Artist bio: Matt Tracy has been making art in Providence since 1999, focused mainly on painting and map-making, with occasional forays into mixed media three-dimensional work. He stopped painting for a few years because he was the co-ownership of an organic vegetable farm turned out to be quite a demanding job, but is thrilled to have returned to a regular studio practice and exhibitions in 2018.

“I’ve been living and working on the Woonasquatucket for 20 years, so I was thrilled to build an installation about the river for the Dirt Palace Window. The piece might be viewed as a diagram of a cycle, maybe physiological, ecological, and historical.

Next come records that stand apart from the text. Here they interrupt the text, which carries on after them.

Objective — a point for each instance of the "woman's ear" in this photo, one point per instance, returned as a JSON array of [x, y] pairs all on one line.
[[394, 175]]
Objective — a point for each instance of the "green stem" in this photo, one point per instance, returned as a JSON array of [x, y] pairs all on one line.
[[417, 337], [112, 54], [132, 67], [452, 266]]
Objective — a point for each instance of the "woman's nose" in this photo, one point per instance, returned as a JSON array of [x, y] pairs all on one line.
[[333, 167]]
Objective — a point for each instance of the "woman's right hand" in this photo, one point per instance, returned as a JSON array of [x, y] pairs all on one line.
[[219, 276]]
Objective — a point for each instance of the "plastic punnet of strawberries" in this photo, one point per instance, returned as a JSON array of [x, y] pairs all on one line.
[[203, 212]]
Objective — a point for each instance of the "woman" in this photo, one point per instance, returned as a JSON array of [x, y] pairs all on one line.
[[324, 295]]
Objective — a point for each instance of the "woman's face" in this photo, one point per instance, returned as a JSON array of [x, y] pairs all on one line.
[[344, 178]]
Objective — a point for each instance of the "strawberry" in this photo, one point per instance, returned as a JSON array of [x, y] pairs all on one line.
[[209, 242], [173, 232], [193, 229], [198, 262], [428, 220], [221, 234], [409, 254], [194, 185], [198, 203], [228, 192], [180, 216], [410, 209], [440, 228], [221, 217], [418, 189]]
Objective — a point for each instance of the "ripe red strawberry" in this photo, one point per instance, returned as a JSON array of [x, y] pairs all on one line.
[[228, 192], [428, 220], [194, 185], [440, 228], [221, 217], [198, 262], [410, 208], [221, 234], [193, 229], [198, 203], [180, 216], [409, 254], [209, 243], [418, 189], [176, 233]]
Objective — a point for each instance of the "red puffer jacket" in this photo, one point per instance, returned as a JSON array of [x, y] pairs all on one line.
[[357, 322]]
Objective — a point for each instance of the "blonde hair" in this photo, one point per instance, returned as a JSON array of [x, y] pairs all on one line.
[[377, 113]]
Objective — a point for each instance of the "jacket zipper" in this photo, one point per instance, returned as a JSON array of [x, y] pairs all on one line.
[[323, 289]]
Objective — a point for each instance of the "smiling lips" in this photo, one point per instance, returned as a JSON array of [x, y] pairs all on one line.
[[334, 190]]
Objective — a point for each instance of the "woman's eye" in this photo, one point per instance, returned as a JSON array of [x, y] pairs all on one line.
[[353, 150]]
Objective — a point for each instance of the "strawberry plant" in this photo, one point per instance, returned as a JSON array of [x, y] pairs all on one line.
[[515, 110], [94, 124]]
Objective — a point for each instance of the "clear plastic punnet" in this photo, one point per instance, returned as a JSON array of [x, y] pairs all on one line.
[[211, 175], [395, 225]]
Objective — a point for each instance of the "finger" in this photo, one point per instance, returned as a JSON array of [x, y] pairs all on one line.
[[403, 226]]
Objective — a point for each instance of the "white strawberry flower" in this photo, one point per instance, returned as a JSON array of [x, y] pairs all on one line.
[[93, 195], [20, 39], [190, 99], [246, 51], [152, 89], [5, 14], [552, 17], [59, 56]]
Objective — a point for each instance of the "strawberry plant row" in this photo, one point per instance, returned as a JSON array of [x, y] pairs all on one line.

As I built the installation, I began to think about and grow specimens of an invasive exotic plant called Japanese Knotweed which has become endemic to the watershed. It is destructive to native plant and animal communities but spreads very quickly and is extremely difficult to get rid of. The argument  around whether to eradicate, manage, or ignore these exotic invasive in our ecosystems has a long and freighted history, and meanwhile the plants seem to basically be here to stay at this point. Japanese Knotweed, then, began to serve as a symbol for the bigger, scarier threat of climate change, which is harder and way more somber to talk about, but that I couldn’t stop thinking about as I worked on this piece.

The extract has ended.